(SdH/LPI)
Ceci ne permettra pas d’encaisser un nouveau choc sur les coûts, a noté la CAPEB.
La CAPEB a fait un point sur la conjoncture du bâtiment. Selon l’organisation, le premier trimestre 2026 tarde, après une année 2025 particulièrement dégradée, à montrer des signes tangibles de reprise. L’activité des entreprises artisanales du bâtiment est ainsi toujours en baisse. Cette conjoncture défavorable est, de surcroît, aggravée par les conséquences de la guerre au Moyen-Orient qui provoque une remontée brutale des prix de l’énergie et des matériaux, insiste l’organisation. «Pour les artisans du bâtiment, c’est la crise de trop», note la CAPEB, qui appelle les pouvoirs publics «à agir sans attendre un recul plus grave encore et dont le secteur ne se relèverait pas».

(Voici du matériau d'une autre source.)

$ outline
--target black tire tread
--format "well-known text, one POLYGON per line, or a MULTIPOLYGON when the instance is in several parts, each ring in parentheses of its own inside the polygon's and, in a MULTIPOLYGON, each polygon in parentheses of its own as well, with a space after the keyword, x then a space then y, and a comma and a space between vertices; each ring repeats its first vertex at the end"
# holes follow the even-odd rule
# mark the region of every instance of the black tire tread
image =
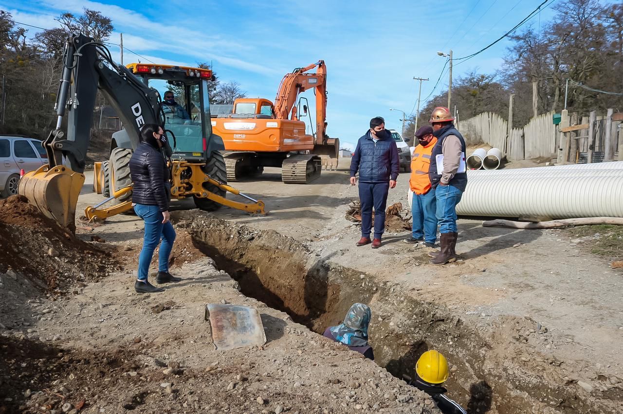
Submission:
MULTIPOLYGON (((225 164, 225 159, 223 155, 219 151, 214 151, 211 154, 209 159, 207 160, 203 168, 204 172, 211 177, 219 181, 224 184, 227 182, 227 169, 225 164)), ((204 187, 211 193, 214 193, 222 197, 226 196, 227 191, 221 190, 218 187, 212 184, 204 184, 204 187)), ((213 201, 208 198, 201 198, 194 197, 195 205, 202 210, 206 211, 214 211, 221 208, 221 205, 216 201, 213 201)))

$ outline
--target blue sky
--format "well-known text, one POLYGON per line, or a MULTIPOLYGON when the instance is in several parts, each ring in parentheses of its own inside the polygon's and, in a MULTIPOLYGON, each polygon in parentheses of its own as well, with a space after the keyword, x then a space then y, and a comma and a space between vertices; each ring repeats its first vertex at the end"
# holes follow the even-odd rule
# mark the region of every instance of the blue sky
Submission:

L’activité des entreprises artisanales du bâtiment au premier trimestre 2026 recule encore de 1,5 % en glissement annuel. Le recul atteint 2,5 % dans le neuf et 1 % en entretien-amélioration. Les carnets de commandes s’établissent à 80 jours de travail.
Les travaux de rénovation énergétique poursuivent en outre leur recul à 1,5 % pour le sixième trimestre consécutif. «Et si certains indicateurs immobiliers se redressent — ventes dans l’ancien, crédits à l’habitat, autorisations et mises en chantier, ils ne se traduisent pas par une amélioration de l’activité des entreprises artisanales», déplore la CAPEB.